Divination Deck Review
Visionary I Ching Cards
The Book of Changes for
by Paul O’Brien
64 cards; 224-page Booklet
The accelerating speed of life and the furious speed of change creates a feeling of chaos.
“Change itself is really the only constant – the one thing we can absolutely count on,” Paul O’Brien wrote in the introduction, adding, “And the I Ching helps to befriend and manage these inevitable, unexpected, and sometimes confusing changes in our lives.”
The Book of Change, one of the oldest books in the world, offers ancient wisdom to make informed and timely adjustments to adapt to these changes, making for a more successful and happier life.
A psychologically sophisticated divination system, it stimulates intuition and helps develop strategies to manage change based on the Taoist dynamics of ring and yang. Classical interpretations of the 64 hexagrams that are built from the bottom up has archaic text not easily understood by the casual user.
In “Visionary I Ching Cards: The Book of Changes for Intuitive Decision-Making,” O’Brien has updated the language. Rather than use the traditional coins or sticks to cast, he turned each hexagram into a card with paintings by watercolor artist Joan Larimore. He updated the text to remove patriarchal references and translated military directives.
How to approach a reading, frame an inquiry, pick cards, and read them are explained.
He cautions it’s best to consult the I Ching about the approach, method, or attitude rather than seeking specific details about what is going to happen, and turning to this most revered divination system only when logic will not resolve a dilemma.
To give you an example of the language, I drew two cards seeking guidance.
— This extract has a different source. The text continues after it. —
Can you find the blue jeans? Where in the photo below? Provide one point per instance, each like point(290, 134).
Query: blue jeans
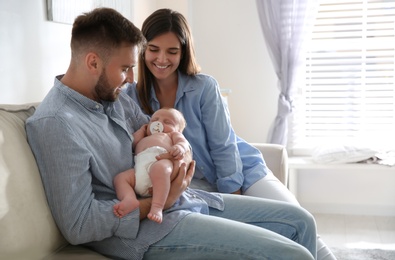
point(248, 228)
The first was seven: organized discipline. In traditional texts, it’s known as the army. Looking at lines two and three, a traditional text reads, “In the midst of the army. Good fortune. No blame. The king bestows a triple decoration.” and “Perchance the army carries corpses in the wagon. Misfortune.”
O’Brien’s words for the same two lines are “Good fortune results when leader works with their team. When honors are bestowed, everyone is proud to see their leader rewarded on their behalf.” and “Misfortune follows if you overestimate you capabilities or underestimate your weaknesses. Be certain that you and those around you are playing the role for which each is best suited, and you will overcome challenges.”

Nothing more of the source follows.